Promising News About Osteoporosis Postmenopausal women are at increased risk for osteoporosis, a bone-thinning disease that can cause significant physical disability and shorten life expectancy. Estrogen taken after menopause has been proven to slow bone loss. But in several investigations of both postmenopausal and surgically menopausal women, estrogen plus androgen therapy was shown to not only slow bone loss, but also to stimulate bone formation. Oral estrogen-androgen therapy significantly increased bone mineral density in two, two-year studies, particularly in women who had not taken estrogen in the previous two years.

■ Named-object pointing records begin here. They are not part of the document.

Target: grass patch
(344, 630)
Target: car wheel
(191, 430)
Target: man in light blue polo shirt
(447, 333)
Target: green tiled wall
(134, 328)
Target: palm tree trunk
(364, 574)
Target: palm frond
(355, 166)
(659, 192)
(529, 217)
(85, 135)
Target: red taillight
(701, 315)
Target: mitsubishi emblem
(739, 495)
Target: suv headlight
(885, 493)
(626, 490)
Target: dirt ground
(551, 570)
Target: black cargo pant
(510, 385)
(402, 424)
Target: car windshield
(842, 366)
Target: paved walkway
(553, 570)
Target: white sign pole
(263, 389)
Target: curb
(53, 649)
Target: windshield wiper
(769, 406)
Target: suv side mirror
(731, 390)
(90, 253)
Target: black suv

Broadened Spectrum of Menopausal Symptom Relief Dr. Philip Sarrel, professor of obstetrics and gynecology and psychiatry, Yale University School of Medicine, called for a re-evaluation of the role of androgens in the treatment of postmenopausal symptoms at the time of menopause, and continuing until ten years later, when androgen levels decline even further. "The notion that menopause is a one- or two-year ëeventí is an outdated way of looking at what is really a spectrum of symptoms, over as long as a decade, for many women," said Dr. Sarrel. "Androgen production, except in women undergoing surgical menopause, decreases gradually over the years leading up to menopause and for a decade later. As a result, symptoms due to androgen depletion, if any, are to be expected as the menopausal transition begins to persist into late menopause." According to Dr. Sarrel, these symptoms, observed in surgically menopausal women receiving estrogen replacement therapy, can include more severe and frequent hot flashes, more and longer-lasting symptoms due to urogenital atrophy and a greater frequency of psychologic difficulties, including mental depression and loss of libido. "Women who received estrogen plus androgen showed an improvement in sexual desire, fantasy, response and frequency and a decrease in dyspareunia compared with women who received estrogen alone," said Sarrel. Dr. Sarrel also discussed findings of a separate study of 252 women that showed 50 percent of women using estrogen-only therapy and women not taking any therapy both reported decreased libido. Also presented was a study showing improvement in symptom relief (hot flashes, insomnia and vaginal dryness) when androgens are added to estrogen regimens. "Estrogen in optimal doses provides adequate relief of hot flashes in most women, but a proportion of treated women remain dissatisfied with residual unresolved symptoms, even after taking estrogen," said Dr. Barrett-Connor. Treatment needs to be customized to each individual woman in order to obtain complete relief of persistent vasomotor symptoms. The symposium was sponsored by the University of California, San Diego, School of Medicine and was underwritten by an educational grant from Solvay Pharmaceuticals. The XV World Congress of Gynecology and Obstetrics was sponsored by the Federation International of Obstetrics and Gynecology (FIGO), London, U.K.